Dynamically Extensible and Retractable Robotic Leg Linkages for Multi-task Execution in Search and Rescue Scenarios

TL;DR

This paper presents a novel robot leg design that can switch between terrain navigation and high-force rescue tasks, enhancing SAR robot versatility.

Contribution

Introduction of a dynamically extensible and retractable five-bar linkage for robot legs enabling mode switching for SAR applications.

Findings

Legs can switch configurations for different tasks.

Empirical analysis shows improved force output and stability.
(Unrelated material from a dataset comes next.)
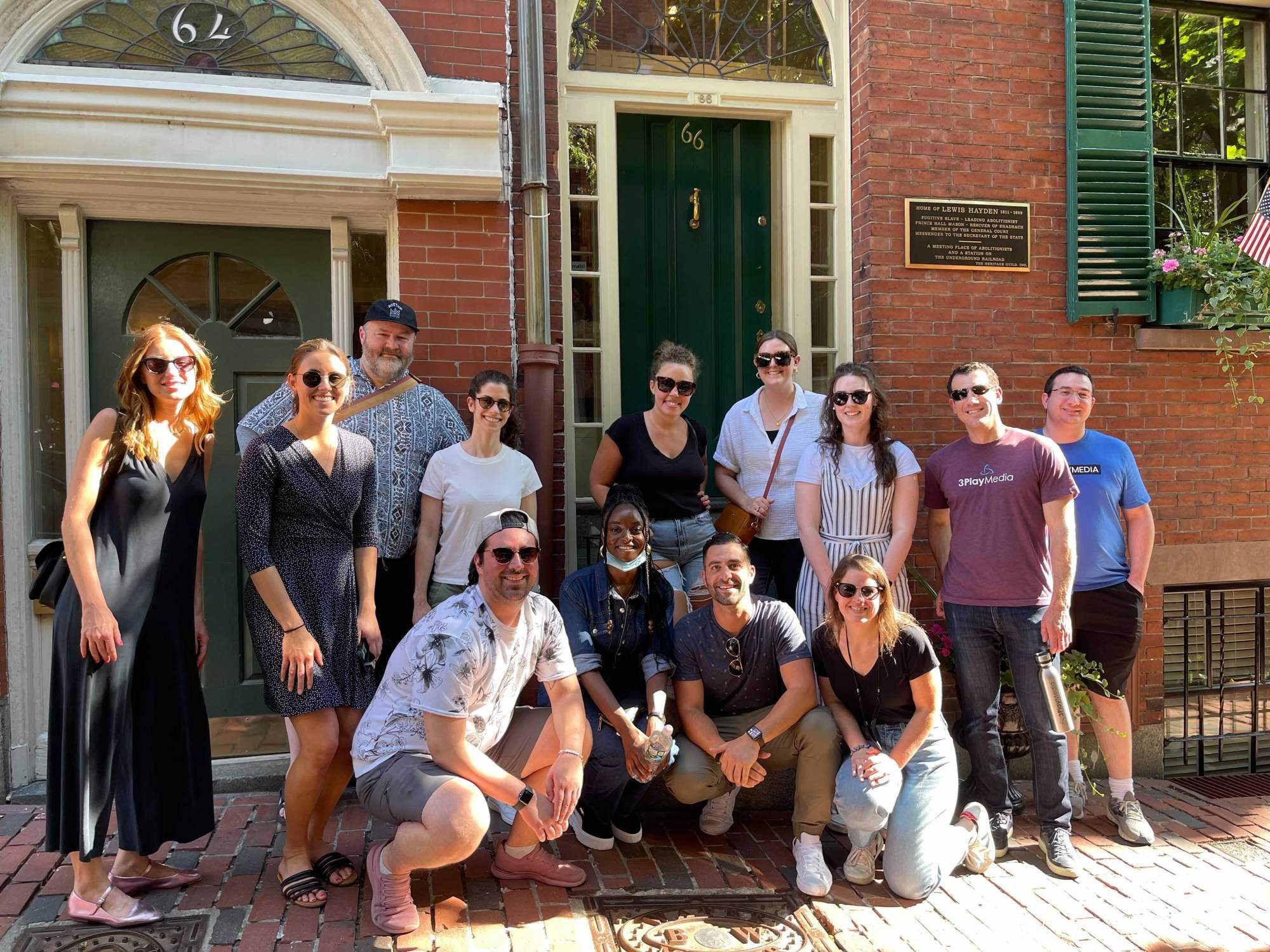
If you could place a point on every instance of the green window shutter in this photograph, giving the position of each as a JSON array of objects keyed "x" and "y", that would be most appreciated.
[{"x": 1109, "y": 159}]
Test results confirm effective terrain traversal and rescue capability.

Abstract

Search and rescue (SAR) robots are required to quickly traverse terrain and perform high-force rescue tasks, necessitating both terrain adaptability and controlled high-force output. Few platforms exist today for SAR, and fewer still have the ability to cover both tasks of terrain adaptability and high-force output when performing extraction. While legged robots offer significant ability to traverse uneven terrain, they typically are unable to incorporate mechanisms that provide variable high-force outputs, unlike traditional wheel-based drive trains. This work introduces a novel concept for a dynamically extensible and retractable robot leg. Leveraging a dynamically extensible and retractable five-bar linkage design, it allows for mechanically switching between height-advantaged and force-advantaged configurations via a geometric transformation. A testbed evaluated leg performance across linkage geometries and operating modes, with empirical and analytical analyses conducted on stride length, force output, and stability. The results demonstrate that the morphing leg offers a promising path toward SAR robots that can both navigate terrain quickly and perform rescue tasks effectively.